Frequently asked questions

Will my AI tool just tell me what I want to hear?

It will if you let it. Default chatbot behaviour leans agreeable, especially when the user has framed the situation positively. The fix is mechanical. Frame the prompt as a completed failure, not a risk assessment. Ask for the failure mode you are least prepared for, by name. Then ask the model to argue against its own list and find the weakest scenarios. Three turns is the minimum. One turn produces flattery dressed as analysis.

How long does this actually take when I am genuinely time-pressured?

Around two hours of focused time, which compresses comfortably into a 24-hour window before signing. Phase one is roughly 30 minutes to write down exactly what you are committing to (term length, exclusivity, minimum spend, exit clauses). Phase two is 60 minutes with the AI across the three turns. Phase three is 30 minutes consolidating the output into a written risk register and your kill criteria. If you have less than two hours, you have less than enough.

Is this not just a SWOT analysis with extra steps?

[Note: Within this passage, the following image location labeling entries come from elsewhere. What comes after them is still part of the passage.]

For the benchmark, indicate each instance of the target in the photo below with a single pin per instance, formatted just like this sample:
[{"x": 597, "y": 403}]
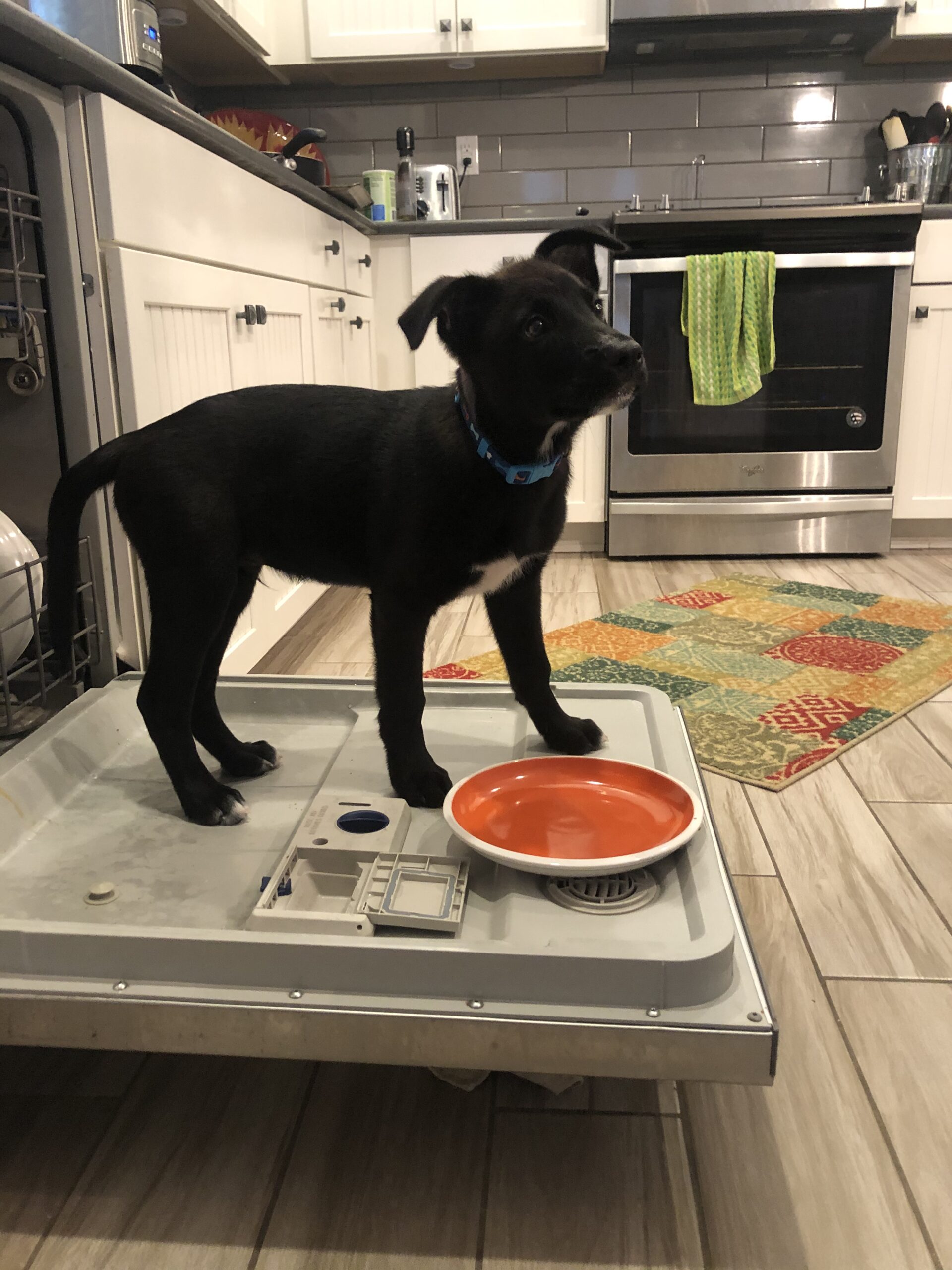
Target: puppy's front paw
[
  {"x": 220, "y": 806},
  {"x": 254, "y": 759},
  {"x": 575, "y": 737},
  {"x": 422, "y": 786}
]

No, the framing is materially different. SWOT asks you to balance four quadrants, which encourages you to find a strength to offset every weakness and an opportunity to soften every threat. Pre-mortems start from "this failed" as a fact, then work backwards. Klein's lineage is the cognitive psychology of prospective hindsight, not strategic planning, and the Veinott team's 2010 research found pre-mortems reduced overconfidence about twice as much as Pros/Cons-style methods.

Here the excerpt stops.